如果是一个非常大的N <10000000 那么计算出来的N!也是非常大的,现在只需要知道最高位的数字。
通过斯特林公式可以计算。
特林斯公式:
(公式1)
如下是算法:
result = 0.5* log(2*PI*(double)n)/log(10.0) + (double)n* log((double)n/E)/log(10.0);
result -= (int)result;
first_number = exp(result * log(10.0));
以上算法代码计算通过公式表示:
(公式2)
目前已知通过如下计算可以得到最高位:
(公式3)
剩下的就是求N!,虽然N!可以通过特林斯计算,但是计算结果非常大。计算机直接计算会溢出结果,如下执行结果:
可以看出当执行到180的时候结果都已经溢出。
原因应该是在计算N! 的时候结果直接存储在计算机导致空间不足。
我所不明白的是为什么(公式2)的算法就可以直接计算出结果不溢出,且正确(当然数字过小的话也会有错误,比如0,1,2,3,7,8结果将不正确)。
Finally, the highest position is found through the logarithm with base 10 log10(xxx). Do you understand this? The above is to convert the logarithm with base 10 into the logarithm with base e through logarithmic transformation aka: ln(yyy)
First of all, Mr. Beard has made it very clear. The principle is what he said. The original problem solved by lg is converted into ln.

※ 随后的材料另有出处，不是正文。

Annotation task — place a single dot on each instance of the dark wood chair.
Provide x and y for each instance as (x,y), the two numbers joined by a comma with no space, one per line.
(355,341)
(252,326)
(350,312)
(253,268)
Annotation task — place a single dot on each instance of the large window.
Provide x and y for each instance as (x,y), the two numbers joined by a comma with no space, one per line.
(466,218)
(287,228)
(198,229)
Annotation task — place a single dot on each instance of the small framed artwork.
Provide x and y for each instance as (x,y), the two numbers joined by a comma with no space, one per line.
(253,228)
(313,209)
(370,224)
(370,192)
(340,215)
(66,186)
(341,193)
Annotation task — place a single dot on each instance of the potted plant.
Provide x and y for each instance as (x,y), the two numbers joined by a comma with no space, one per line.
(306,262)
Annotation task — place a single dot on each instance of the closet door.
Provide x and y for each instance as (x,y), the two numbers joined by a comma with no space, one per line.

I’d better post a picture for you: (Those who like mathematics are good)
See, in fact, the above has been verified. If the highest bit of 5014 is required, then it can be written as:
The highest bit = 5014 / (taking an integer) 1g(5014); (Note that in C-like languages, division , integer truncation will be performed)
ok, let’s get down to business, your Trins formula, assuming that the approximate value of the factorial obtained is
If you want to get the highest digit h of this number, then there is the following calculation:Get lgX= result (I simplified it, If you don’t believe me, just simplify that Trins formula into)
At this point, you understand that by getting the integer part of result, you can rescue the integer part of lgX, and you can also find the highest bit h.X is approximately equal to e^(ln10 * the integer part of result); (You can transform it from Trins formula to Take a look at this step)
It doesn’t seem to be what you saidfirst_number = exp(result * log(10.0));
Any more questions? Are you discussing? Post your final results?